Some symptoms, particularly headaches, may return during this tapering period. This is the point at which many people also develop symptoms of polymyalgia rheumatica. Such flares can usually be treated with slight increases in the corticosteroid dose. Your doctor might also suggest an immune-suppressing drug called methotrexate (Trexall).

Corticosteroids can lead to serious side effects, such as osteoporosis, high blood pressure and muscle weakness. To counter potential side effects, your doctor is likely to monitor your bone density and might prescribe calcium and vitamin D supplements or other medications to help prevent bone loss.

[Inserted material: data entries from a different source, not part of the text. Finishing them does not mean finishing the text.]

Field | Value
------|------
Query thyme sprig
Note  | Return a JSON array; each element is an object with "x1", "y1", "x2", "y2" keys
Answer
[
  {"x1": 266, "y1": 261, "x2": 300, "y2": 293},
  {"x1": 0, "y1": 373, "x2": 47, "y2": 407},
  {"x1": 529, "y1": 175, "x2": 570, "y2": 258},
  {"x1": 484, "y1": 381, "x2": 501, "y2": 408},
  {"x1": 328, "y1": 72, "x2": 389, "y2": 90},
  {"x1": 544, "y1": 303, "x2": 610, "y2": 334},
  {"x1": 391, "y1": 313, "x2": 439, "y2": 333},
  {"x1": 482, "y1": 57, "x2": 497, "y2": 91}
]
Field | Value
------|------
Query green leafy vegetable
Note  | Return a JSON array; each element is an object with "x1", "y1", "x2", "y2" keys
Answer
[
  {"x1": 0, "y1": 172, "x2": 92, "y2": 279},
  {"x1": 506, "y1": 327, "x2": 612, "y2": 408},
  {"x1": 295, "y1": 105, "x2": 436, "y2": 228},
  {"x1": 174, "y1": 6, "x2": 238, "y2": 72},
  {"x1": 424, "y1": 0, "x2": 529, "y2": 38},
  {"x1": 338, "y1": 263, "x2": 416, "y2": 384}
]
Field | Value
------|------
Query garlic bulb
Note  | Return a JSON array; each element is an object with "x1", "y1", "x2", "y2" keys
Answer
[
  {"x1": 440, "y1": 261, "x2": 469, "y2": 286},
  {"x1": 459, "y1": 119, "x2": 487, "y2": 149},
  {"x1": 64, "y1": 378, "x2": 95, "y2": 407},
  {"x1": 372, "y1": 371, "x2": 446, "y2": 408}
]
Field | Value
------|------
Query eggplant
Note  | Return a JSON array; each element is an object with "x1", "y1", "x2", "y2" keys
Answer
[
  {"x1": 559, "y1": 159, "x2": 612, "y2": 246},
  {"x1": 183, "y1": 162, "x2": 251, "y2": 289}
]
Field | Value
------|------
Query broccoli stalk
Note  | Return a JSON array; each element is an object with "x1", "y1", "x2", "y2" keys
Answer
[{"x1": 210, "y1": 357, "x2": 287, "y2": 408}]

The Food and Drug Administration recently approved tocilizumab (Actemra) to treat giant cell arteritis. It’s given as an injection under your skin. Side effects include making you more prone to infections. More research is needed.

References
  1. Peral-Cagigal B, Pérez-Villar Á, Redondo-González LM, et al. Temporal headache and jaw claudication may be the key for the diagnosis of giant cell arteritis. Med Oral Patol Oral Cir Bucal. 2018;23(3):e290–e294. Published 2018 May 1. doi:10.4317/medoral.22298 https://www.ncbi.nlm.nih.gov/pmc/articles/PMC5945239
  2. Armona J, Rodríguez-Valverde V, González-Gay MA, Figueroa M, Fernández-Sueiro JL, González Vela C. Giant cell arteritis. A study of 191 patients. Med Clin. 1995;105:734–737.
  3. Bhatti MT, Frohman L, Nesher G. MD Roundtable: Diagnosing Giant Cell Arteritis. EyeNet. 2017 June. 21(6):31-34.
  4. Clinical manifestations of giant cell arteritis. https://www.uptodate.com/contents/clinical-manifestations-of-giant-cell-arteritis
  5. Luqmani R, Lee E, Singh S, Gillet M, Schmidt WA, Bradburn M. The role of ultrasound compared to biopsy of temporal arteries in the diagnosis and treatment of giant cell arteritis (TABUL): a diagnostic accuracy and cost-effectiveness study. Health Technol Assess. 2016;20:1–23.